O socialismo, pregado por filósofos, teóricos e religiosos, inclusive por Jesus, nasceu fadado ao insucesso, porque o homem surge para a vida sob o império do egocentrismo e da concorrência. Charles Taylor tem razão quando afirma que o “eu” impede uma identidade coletiva. Este negócio de amai-vos uns aos outros é balela de religião e de livros de autoajuda: Mateus, primeiros os meus, depois os teus! Farinha pouca, meu pirão primeiro! Venha a mim o reino e o pão de cada dia, o outro que se vire... As exceções existem e muito me alegro, quando com elas me deparo na labuta do dia-a-dia.

Se estabelecermos uma comparação midiática entre os ícones – Jesus e Noel – facilmente se perceberá que Jesus só aparece em presépios e em algumas emissoras de TV aberta, que divulgam filmes religiosos, já Papai Noel está em toda parte, invade nossa vida, com a apelação do sorriso puro de uma criança. Enquanto Jesus prega a divisão do pão e o amor ao próximo, diariamente; o outro é a cara do consumismo/capitalismo e ajuda a movimentar bilhões de dólares em torno da solidariedade singular, restrita a um único dia/mês.

Para não fugir à regra geral da incoerência, dispo-me da pele de lobo implacável, esqueço os pré-conceitos, absorvo os acordes mágicos das músicas natalinas, me visto de curupira e ando pra trás, buscando uma infância perdida no tempo, quando as cartinhas eram feitas entre os sonhos do porvir.

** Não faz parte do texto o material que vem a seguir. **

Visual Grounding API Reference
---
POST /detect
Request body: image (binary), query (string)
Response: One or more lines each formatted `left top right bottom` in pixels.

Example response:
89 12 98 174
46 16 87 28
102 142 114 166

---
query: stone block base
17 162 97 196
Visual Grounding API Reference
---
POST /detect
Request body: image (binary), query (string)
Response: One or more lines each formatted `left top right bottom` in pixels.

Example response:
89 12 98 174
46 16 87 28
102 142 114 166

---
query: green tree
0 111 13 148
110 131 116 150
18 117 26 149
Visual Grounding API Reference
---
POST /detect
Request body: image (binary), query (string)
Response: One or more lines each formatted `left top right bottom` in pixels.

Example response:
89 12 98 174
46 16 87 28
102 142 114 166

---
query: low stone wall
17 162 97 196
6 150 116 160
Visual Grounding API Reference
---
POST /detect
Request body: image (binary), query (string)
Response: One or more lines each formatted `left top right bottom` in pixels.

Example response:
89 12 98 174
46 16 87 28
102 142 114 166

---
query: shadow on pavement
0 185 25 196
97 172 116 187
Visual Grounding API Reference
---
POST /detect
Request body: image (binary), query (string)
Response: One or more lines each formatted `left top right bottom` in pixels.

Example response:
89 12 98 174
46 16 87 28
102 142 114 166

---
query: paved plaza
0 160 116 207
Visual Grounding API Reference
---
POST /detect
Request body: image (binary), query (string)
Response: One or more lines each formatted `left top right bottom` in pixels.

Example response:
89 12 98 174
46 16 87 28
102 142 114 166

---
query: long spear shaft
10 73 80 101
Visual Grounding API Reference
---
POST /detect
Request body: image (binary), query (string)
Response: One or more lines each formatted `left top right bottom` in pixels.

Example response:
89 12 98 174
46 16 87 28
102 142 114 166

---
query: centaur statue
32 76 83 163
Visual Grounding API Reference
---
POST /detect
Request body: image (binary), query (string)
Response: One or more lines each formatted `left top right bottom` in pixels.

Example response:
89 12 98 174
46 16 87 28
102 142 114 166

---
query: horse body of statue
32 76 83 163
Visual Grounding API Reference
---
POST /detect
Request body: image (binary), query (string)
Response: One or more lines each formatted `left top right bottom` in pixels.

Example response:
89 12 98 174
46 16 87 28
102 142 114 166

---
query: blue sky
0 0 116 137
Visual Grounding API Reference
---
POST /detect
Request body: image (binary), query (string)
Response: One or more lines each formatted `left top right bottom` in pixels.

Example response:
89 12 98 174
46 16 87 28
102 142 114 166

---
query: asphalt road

E as palavras brotavam pintadas de emoção! Mas não consigo evitar a mescla ocorrida na memória da terceira idade, os argumentos ressurgem amarelados, persistentes, em meio ao desespero de uma espera longa e sórdida:

Papai Noel, gostaria de não ser um mandacaru o ano inteiro, gostaria de afagar/aplaudir os “poderosos”, em vez de chutar o balde, mas a vida cravou espinhos por todo o meu corpo, cansei de elogiar gente falsa, sem educação, corrupta, sem sensibilidade para enxergar o Cristo na fisionomia dos necessitados e resolvi dar meu tempo, minha atenção e meu afeto pra gente que não conheço, mas que me lê e me vê como alternativa aos que nada fazem, gente que entende as carências da minha alma, como carências sociais, gente que sabe que uso palavras duras, porque sonho derrubar os enganadores de palanque.

Ah, Papai Noel, como gostaria que você se unisse a Jesus num chute sobrenatural ao balde, instigando os corruptos do Brasil ao haraquiri, instituindo a morte matada moral e acabando de vez com a morte matada camuflada de morte morrida.

Embora cacto, ainda produzo frutos vermelhos e suculentos, e queria que você, Papai Noel, disponibilizasse simbolicamente esses frutos na ceia dos que me cercam, especialmente na mesa dos meus leitores. A cor e a doçura representam a sinceridade na rabugice, a busca insana e constante de uma felicidade distante, a verdadeira paz social: inatingível porque o silêncio da minha arte, à sombra dos ciprestes, chegará bem antes do que a almejada/sonhada democratização das letras, solução ao entendimento da dinâmica das urnas, primeiro passo na solidificação do Estado Democrático de Direito e consequente Justiça Social. 

Consciente da minha insignificância material na luta pelo fim da corrupção e das distâncias sociais, desejo um Feliz Natal a todos, principalmente às crianças, sem elas a festa poderia ser cancelada.

* O conteúdo opinativo acima é de inteira responsabilidade do colaborador e titular desta coluna. O Portal Gente de Opinião não tem responsabilidade legal pela "OPINIÃO", que é exclusiva do autor.